Semantic caching.
25 April 2026
Semantic caching embeds an incoming request, looks up the nearest prior request above a similarity threshold, and returns that prior response instead of calling the model. When it works, it cuts spend 20–40% on the affected endpoint with zero added latency. When it doesn't, it returns wrong answers — and you get told about it on Twitter.
Where it works
- RAG retrieval where the corpus is stable. Documentation Q&A, internal knowledge bases, product help.
- Classification and tagging.
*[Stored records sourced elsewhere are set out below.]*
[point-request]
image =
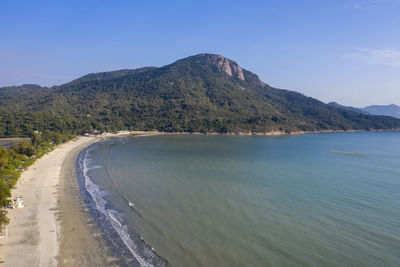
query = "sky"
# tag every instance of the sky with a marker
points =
(333, 50)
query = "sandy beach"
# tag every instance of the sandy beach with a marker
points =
(54, 227)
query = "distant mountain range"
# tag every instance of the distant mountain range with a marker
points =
(201, 93)
(384, 110)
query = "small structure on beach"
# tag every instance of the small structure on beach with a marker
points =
(19, 202)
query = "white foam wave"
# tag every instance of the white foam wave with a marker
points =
(111, 215)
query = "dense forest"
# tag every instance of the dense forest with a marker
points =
(202, 93)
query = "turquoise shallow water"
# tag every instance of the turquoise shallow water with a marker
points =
(257, 201)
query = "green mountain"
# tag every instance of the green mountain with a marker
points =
(205, 93)
(386, 110)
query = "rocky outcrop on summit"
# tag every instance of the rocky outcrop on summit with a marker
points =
(228, 66)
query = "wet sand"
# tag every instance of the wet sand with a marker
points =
(54, 228)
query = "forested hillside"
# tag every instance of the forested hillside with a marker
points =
(202, 93)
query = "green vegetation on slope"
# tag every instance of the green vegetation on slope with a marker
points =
(203, 93)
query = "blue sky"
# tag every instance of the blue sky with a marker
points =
(334, 50)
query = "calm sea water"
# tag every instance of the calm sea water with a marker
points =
(255, 201)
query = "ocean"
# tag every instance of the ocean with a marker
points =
(197, 200)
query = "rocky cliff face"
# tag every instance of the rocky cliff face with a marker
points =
(228, 66)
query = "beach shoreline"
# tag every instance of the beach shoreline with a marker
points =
(55, 227)
(34, 231)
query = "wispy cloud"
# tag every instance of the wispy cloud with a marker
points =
(389, 56)
(362, 6)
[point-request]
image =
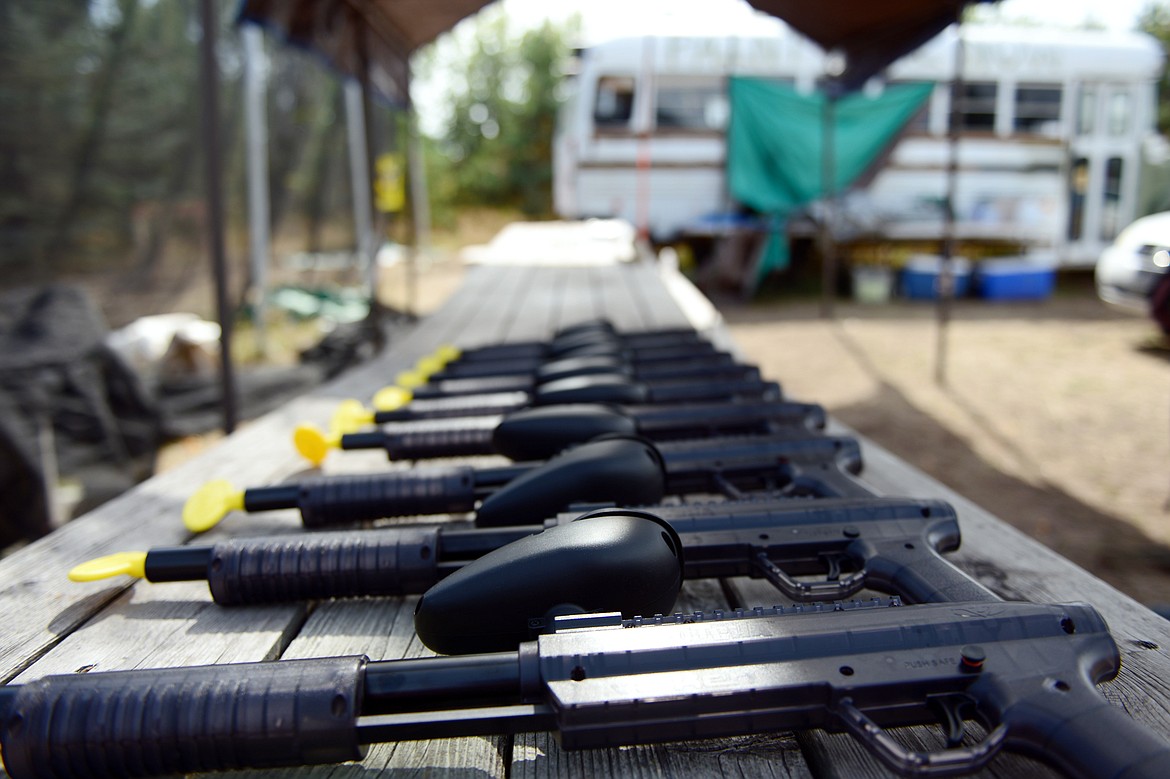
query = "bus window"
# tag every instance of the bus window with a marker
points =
(695, 105)
(1119, 114)
(1037, 110)
(1078, 190)
(977, 107)
(1112, 206)
(614, 103)
(1086, 111)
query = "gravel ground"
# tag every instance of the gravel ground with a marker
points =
(1053, 415)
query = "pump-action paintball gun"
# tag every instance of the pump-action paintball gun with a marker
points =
(1025, 671)
(624, 470)
(890, 545)
(582, 336)
(541, 433)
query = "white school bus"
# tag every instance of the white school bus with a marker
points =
(1055, 129)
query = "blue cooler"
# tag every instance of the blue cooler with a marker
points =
(920, 276)
(1014, 280)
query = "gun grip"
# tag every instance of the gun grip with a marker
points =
(543, 432)
(626, 562)
(624, 470)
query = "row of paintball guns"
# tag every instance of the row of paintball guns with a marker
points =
(637, 462)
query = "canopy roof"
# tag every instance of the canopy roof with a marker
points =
(348, 32)
(871, 34)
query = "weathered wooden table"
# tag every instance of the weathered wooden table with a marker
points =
(52, 626)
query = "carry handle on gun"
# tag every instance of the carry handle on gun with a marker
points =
(398, 404)
(647, 365)
(620, 469)
(566, 340)
(422, 387)
(628, 470)
(541, 433)
(887, 544)
(1027, 670)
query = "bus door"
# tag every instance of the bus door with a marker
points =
(1102, 167)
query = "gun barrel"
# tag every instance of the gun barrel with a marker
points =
(606, 682)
Sentiment, intent, content moderation — the inputs cluster naturally.
- High-volume customer support flows with a long tail of duplicated questions.
- Boilerplate generation — legal clauses, marketing variants, templated emails.
Where it breaks
- Personalized output. "Summarize my last 3 emails" must never hit a cache from another user. Scope keys to user/session.
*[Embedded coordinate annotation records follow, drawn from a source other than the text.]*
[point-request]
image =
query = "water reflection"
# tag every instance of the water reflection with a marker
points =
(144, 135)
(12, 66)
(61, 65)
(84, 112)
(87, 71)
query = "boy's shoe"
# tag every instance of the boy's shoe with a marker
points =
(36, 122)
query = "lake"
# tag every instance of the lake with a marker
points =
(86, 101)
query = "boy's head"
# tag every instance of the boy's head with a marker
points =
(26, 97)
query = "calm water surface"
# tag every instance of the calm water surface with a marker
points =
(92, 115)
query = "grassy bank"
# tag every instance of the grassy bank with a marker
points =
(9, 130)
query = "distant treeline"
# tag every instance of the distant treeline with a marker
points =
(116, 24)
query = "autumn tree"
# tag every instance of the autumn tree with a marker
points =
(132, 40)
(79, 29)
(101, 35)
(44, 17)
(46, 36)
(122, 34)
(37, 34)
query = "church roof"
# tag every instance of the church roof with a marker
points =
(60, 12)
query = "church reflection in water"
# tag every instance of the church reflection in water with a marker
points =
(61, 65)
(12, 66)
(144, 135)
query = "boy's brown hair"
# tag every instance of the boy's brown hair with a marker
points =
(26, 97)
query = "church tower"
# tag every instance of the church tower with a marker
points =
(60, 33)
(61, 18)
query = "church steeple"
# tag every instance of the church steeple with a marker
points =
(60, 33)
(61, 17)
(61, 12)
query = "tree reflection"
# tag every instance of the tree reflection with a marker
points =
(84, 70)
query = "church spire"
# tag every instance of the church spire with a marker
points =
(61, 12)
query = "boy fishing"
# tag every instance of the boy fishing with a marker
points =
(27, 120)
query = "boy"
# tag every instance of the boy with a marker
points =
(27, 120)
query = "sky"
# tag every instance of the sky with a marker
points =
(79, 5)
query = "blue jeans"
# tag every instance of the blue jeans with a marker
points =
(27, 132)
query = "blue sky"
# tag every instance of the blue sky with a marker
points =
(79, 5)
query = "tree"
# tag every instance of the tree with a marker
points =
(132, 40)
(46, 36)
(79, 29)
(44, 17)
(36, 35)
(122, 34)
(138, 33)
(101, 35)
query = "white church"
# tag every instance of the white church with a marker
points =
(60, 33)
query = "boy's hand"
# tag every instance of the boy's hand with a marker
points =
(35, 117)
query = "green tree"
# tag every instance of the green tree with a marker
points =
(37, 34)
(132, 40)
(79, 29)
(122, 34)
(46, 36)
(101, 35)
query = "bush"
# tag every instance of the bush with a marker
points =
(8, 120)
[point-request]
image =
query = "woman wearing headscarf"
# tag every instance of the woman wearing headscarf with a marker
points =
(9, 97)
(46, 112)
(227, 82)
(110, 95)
- Time-sensitive answers. Stock prices, news, schedules. Use TTLs aggressively or skip the cache entirely.
- Long-context, low-repetition workloads like fresh document analysis. Hit rate stays under 5% — not worth the embedding cost.
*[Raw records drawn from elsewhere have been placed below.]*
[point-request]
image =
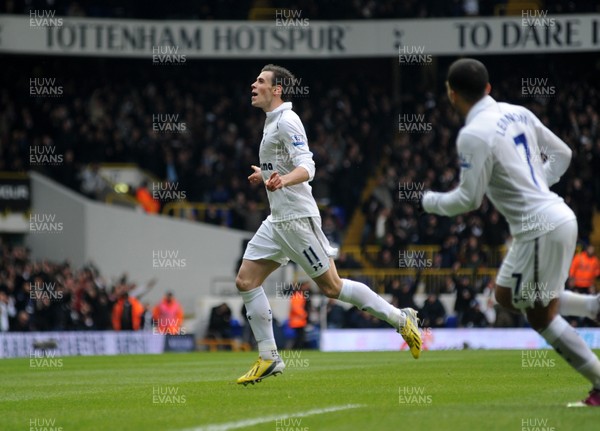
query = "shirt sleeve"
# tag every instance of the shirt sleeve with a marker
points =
(294, 138)
(476, 165)
(557, 152)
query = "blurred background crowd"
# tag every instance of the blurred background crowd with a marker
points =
(351, 115)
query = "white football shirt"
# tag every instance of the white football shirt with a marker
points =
(283, 148)
(507, 153)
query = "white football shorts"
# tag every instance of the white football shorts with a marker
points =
(536, 270)
(301, 240)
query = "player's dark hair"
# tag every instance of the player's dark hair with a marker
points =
(283, 77)
(469, 78)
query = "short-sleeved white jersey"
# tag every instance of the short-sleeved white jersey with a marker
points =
(507, 153)
(283, 148)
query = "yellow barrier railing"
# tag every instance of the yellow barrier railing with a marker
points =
(423, 252)
(434, 279)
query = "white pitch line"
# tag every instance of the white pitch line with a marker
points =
(250, 422)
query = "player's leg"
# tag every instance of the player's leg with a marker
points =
(305, 243)
(261, 258)
(362, 296)
(249, 282)
(579, 304)
(552, 254)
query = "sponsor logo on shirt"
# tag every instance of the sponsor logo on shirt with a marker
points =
(465, 160)
(297, 140)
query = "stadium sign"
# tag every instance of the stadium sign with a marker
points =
(529, 33)
(39, 345)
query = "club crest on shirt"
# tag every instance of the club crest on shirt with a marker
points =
(465, 160)
(297, 140)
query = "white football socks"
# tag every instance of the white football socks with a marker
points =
(364, 298)
(568, 344)
(578, 304)
(260, 318)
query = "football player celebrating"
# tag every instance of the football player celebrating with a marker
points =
(508, 154)
(293, 229)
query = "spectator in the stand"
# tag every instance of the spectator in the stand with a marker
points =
(433, 313)
(219, 326)
(92, 183)
(465, 293)
(127, 314)
(146, 200)
(7, 311)
(335, 314)
(22, 323)
(473, 317)
(167, 315)
(403, 292)
(585, 269)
- Anything where "approximately right" is wrong. Code generation, financial calculations, medical.
Picking a similarity threshold
This is the lever that destroys quality if you set it wrong. Defaults we use as a starting point (cosine similarity on `text-embedding-3-small`):
| RAG retrieval | 0.95 |
| Classification | 0.92 |
| Customer support | 0.97 |
| Boilerplate | 0.90 |
Tune by sampling 200 cache hits per endpoint, judging each pair (input, served-from-cache response) with an LLM-as-judge + human spot-check. If precision drops below 95%, raise the threshold.
Implementation cost
Embedding tokens are not free. At `$0.02 / 1M tokens` for `text-embedding-3-small`, the embedding cost is negligible vs. a frontier-model call — but if you embed every request and your hit rate is 3%, you're paying for embeddings without the savings to justify them. Measure hit rate before scaling.
Stack we typically use
- Embedding model: `text-embedding-3-small` (default), Voyage `voyage-3` or Cohere `embed-v3` for domain-specific corpora.
- Vector store: pgvector for <5M entries, Qdrant or Pinecone above that.
- Gateway: LiteLLM with custom cache backend, or Helicone's built-in semantic cache.